«Самые внушения чувства и духа, когда они восходят в нас на высшую степень развития, непременно становятся предметами сознания. Без сознания мы — не мы, наше — не наше. Отсюда само собой явствует, что сознание есть истина философская, то есть непосредственно присущая человеку: оно не выводится из какой-нибудь другой истины, по крайней мере, приступая к исследованию человеческой природы, мы не можем ни откуда вывести его»
(Там же, с. 54).Шпет выказал свое отношение к Карпову такими словами: «…Независимо от влияния плохо понятого Рейнгольда, Карпов и по существу отрывается от Круга, скатываясь под гору философии к крайнему психологизму»
(Шпет, Очерк, с. 171). Довольно значительное признание независимости Карпова от немцев. Но еще важнее указание на то, что в своих рассуждениях Карпов освобождается от зависимостей тем, что задает вопросы об исходных понятиях.
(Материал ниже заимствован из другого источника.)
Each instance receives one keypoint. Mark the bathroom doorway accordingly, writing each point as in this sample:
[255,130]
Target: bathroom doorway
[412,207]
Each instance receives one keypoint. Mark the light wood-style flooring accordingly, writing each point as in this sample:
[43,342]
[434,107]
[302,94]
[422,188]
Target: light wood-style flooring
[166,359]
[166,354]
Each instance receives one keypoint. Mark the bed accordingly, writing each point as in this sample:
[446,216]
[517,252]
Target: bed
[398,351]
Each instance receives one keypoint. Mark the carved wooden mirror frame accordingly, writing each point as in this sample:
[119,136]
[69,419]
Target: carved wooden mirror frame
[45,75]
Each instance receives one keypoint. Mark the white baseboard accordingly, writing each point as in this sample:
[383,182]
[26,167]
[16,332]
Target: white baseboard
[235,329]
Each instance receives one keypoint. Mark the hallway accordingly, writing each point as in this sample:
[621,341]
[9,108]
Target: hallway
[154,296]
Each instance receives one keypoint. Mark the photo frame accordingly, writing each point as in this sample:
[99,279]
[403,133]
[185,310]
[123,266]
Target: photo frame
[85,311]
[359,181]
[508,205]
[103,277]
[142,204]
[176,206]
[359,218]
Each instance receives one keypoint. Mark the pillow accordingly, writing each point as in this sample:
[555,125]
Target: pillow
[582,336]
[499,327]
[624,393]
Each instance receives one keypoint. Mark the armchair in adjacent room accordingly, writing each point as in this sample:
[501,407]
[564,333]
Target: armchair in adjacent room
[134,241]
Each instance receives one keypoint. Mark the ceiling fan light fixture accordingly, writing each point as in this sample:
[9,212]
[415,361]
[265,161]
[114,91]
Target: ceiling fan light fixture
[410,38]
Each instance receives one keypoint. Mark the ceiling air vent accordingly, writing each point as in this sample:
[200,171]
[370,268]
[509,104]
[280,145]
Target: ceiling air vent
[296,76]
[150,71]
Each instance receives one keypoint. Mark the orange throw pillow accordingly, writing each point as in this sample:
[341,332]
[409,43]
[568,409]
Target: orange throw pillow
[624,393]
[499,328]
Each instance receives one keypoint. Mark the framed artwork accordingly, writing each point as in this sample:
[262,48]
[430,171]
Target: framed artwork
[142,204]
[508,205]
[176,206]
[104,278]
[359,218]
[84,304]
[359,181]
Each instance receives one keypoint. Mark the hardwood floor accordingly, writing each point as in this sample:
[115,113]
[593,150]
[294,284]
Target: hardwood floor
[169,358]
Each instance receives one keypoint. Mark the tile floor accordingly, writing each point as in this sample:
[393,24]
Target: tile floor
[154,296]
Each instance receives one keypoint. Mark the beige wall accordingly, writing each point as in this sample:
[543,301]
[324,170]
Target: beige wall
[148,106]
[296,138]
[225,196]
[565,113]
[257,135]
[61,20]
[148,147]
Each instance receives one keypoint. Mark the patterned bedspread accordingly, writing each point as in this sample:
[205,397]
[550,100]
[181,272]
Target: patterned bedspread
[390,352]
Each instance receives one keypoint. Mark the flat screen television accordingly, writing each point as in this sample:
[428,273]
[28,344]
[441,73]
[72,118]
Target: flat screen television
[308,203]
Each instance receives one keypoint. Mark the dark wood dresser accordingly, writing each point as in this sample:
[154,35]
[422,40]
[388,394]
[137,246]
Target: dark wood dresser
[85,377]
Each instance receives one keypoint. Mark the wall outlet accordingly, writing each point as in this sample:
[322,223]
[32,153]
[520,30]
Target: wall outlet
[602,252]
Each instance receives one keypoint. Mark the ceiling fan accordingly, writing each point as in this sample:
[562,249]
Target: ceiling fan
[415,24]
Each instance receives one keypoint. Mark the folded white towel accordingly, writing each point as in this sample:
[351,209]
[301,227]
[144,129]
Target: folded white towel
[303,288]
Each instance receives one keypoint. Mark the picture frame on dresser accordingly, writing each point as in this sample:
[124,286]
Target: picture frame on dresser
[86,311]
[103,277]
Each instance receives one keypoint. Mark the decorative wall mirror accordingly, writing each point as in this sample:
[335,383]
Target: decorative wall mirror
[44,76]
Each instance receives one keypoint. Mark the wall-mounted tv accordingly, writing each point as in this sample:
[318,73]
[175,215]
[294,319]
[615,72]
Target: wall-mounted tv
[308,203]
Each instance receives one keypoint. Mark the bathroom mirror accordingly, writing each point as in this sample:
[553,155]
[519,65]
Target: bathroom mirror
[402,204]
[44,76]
А они для философии оказываются психологическими. Вот и в приведенном отрывке я бы перевел слова Карпова так: сознание есть истина не философская, а психологическая, это некая данность, непосредственно присущая человеку. И ее нельзя вывести рассуждением из других философских понятий просто потому, что оно совсем иной природы, чем философские понятия. Оно некое свойство человеческой природы, и для того, чтобы им обладать, вовсе не обязательно быть философом.«Сознание — первое слово, изрекаемое нашим существом, или первая нить, за которую хватается и ум в своих исследованиях и воля в своем избрании. Сознание есть сознание: иного предиката, то есть высшего понятия приписать ему невозможно. Ровным образом, сознание есть истина, ясная сама по себе: это очевидно и без доказательств»
(Карпов, Введение, с. 54–55).Это несколько восторженное определение сознания несколько невнятно, если только не вспомнить, как сейчас Наука и особенно философия определяют тело. Дать определение таким привычным вещам, как тело или сознание, в первый раз очень трудно. Тело есть тело! Вот оно! Посмотри и поймешь, скажет простой человек. Философ-постмодернист напишет поэму о теле, и она будет не более точна и содержательна. Но кто-то должен взять на себя труд создать исходное определение, определение для битья, определение, о котором все будут говорить: Карпов был не прав, считая, что… Создание исходных определений — жертва и своего рода философский подвиг.
«Все методы воспитания, все науки, целая жизнь клонятся к тому, чтобы все предметы ввесть в область сознания: но для прояснения самого сознания нет и не нужно никаких способов; потому что ясность— существо его. Можно, правда, сознавать предмет темно: но в таком случае должно разуметь не темноту самого сознания, а сознание темноты известного предмета; поэтому само в себе оно всегда ясно»
(Там же, с. 55).Это редкий пример, когда Карпов не прав, утверждая, что сознание не может быть мутным. Может. Он сам показывает, что наш язык позволяет говорить о темноте или мутности сознания. Иначе говоря, наблюдения, собери их Карпов, говорят о возможности неясного сознания. Но Карпов спорит с этим с точки зрения философской, потому что хочет сказать, что природа сознания — ясна. И я с этим согласен. Замутнения же в него вносятся, и это значит, что в его природе заложена и способность принимать мутные понятия, от чего создается ощущение замутнения всего сознания, но само по себе оно всегда ясно.